Mistaken by the book's title, I expected to review a comparative study. The subject matter, however, is Filipino migration to Japan in contemporary times, and the complex issues this entails. It is this entanglement that is hinted at in the idea of 'thinking beyond the state' as, until recently, studies of migration were held hostage by the role of the state and its policies in the process. With the shift to transnational approaches, however, other actors, such as the migrants themselves, migrant organizations and networks, came to the fore. Consequently, in the present collection of contributions, migrant agency receives its due.

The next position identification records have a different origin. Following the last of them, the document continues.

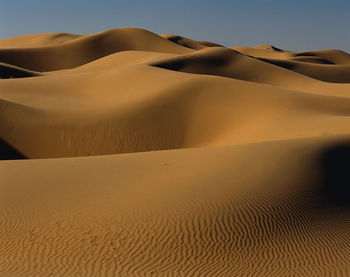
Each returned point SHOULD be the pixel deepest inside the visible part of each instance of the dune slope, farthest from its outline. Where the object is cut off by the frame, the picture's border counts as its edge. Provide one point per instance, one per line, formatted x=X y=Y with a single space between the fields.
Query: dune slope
x=127 y=153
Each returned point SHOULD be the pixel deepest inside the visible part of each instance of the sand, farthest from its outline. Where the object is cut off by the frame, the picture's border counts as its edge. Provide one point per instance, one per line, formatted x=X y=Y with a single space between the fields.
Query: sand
x=127 y=153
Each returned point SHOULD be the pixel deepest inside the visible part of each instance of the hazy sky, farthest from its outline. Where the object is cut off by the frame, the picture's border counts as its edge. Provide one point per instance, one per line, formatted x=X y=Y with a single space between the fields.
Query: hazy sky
x=294 y=25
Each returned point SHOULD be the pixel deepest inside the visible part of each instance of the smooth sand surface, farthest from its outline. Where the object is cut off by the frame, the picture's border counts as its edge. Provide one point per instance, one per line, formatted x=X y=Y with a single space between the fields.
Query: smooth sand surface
x=127 y=153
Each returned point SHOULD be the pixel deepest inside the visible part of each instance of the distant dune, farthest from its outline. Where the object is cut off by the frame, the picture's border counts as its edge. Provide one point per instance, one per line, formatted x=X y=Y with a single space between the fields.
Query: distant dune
x=172 y=157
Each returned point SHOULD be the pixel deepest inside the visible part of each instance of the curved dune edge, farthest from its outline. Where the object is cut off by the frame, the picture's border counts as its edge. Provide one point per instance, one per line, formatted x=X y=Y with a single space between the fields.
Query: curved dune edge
x=172 y=156
x=262 y=209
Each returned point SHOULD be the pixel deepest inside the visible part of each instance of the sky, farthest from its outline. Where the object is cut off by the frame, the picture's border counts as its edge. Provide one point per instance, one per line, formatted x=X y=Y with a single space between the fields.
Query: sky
x=292 y=25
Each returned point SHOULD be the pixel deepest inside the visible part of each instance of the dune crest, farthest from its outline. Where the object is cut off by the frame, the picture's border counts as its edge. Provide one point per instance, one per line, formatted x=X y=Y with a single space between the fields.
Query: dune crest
x=127 y=153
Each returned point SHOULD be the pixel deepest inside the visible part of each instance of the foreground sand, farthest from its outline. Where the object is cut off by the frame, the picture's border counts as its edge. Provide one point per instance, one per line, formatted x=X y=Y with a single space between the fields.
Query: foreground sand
x=242 y=164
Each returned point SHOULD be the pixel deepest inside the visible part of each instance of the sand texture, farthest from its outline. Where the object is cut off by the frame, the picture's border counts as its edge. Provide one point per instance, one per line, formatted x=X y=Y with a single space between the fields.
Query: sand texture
x=127 y=153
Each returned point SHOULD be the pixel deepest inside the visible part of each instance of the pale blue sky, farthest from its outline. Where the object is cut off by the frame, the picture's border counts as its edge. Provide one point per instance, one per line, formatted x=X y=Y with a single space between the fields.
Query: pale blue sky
x=295 y=25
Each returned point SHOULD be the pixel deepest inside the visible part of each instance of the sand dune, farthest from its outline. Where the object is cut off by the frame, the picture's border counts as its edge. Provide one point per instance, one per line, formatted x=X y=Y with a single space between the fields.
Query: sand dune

The editor/contributor, Johanna Zulueta, introduces the subject matter with lucid, albeit very condensed, observations on the complicated questions the book addresses, at the same time she provides the reader with historical data about the movement of people between Japan and the Philippines. In this regard, we are informed that, as of December 2016, Filipinos –almost a quarter million of them – rank as the third largest group of immigrants, next to Chinese and Korean nationals. In contrast to this stood the then mere 17,021 Japanese nationals in the Philippines.
With their focus on the experiences of Filipino migrants, the nine author-contributors present us with the wide range of pressing issues these migrants are facing. In doing so, the limits of state-centric discourses become obvious, and by 'thinking beyond it', the various authors problematize contemporary migration processes. Substantially, their contributions have been thematically divided into three main parts – Challenges to Policies; Agency in Structure; Communities and Integration.
The challenges consist of a review of immigration policy in contemporary Japan; the policy failure of the Japan–Philippines Economic Partnership Agreement regarding the healthcare workers' migration scheme, which notes the low passing rate of Filipino nurses in the national licensure examinations; the issues and concerns of Filipino domestic workers to Japan; and the impediments on reaching human security for migrants. From the very titles, it is already obvious that all these contributions can recommend no more than utopian policy solutions.
The part on agency highlights migrants decision-making regarding staying in or leaving Japan; issues of child upbringing and citizenship of the offspring of mixed marriages; the perspectives of Japanese-Filipino youth, while noting the importance of Japanese nationality as cultural capital; and how Filipino rap music by Japanese-Filipino youth can serve as a strategy for visibility and acceptance.
The last part relates the role of Migrant Support Organizations in the process of migrant integration through social bonding, bridging and linking; and the inflow of and its consequences for Filipinas working as entertainers in the big city, highlighting the role of the Filipino Migrant Center in facilitating communication with other, often undocumented, Filipino migrants, the locals, and the local administration.
Whereas the editor claimed that Japan–Philippines migration is well and alive as an object of interdisciplinary study, she also points to subjects that have so far eluded attention, such as aging Filipino migrants, Filipino entrepreneurs and highly skilled migrants in Japan, Japanese educational migrants and Japanese retirement migration to the Philippines. As the latter drew my attention as missing, I inquired about the result of the Philippine Retirement Authority's long-standing effort in attracting Japanese retirees. The result is not world-shaking, as the Philippine Retirement Authority informed me that a mere 2,223 Japanese retirees had currently availed themselves of the privileged Special Resident Retiree's Visa status (March 2019).
Be this as it may, I still quote Professor Mina Roces's prefatory observation, “This is a very important seminal study that will be a major contribution to the robust field of Filipino migration studies. In addition, the research findings have implications for future policy-making and underscore the need for transnational approaches to migration that, as the book's title suggests, ‘think beyond the state’” (p.xii).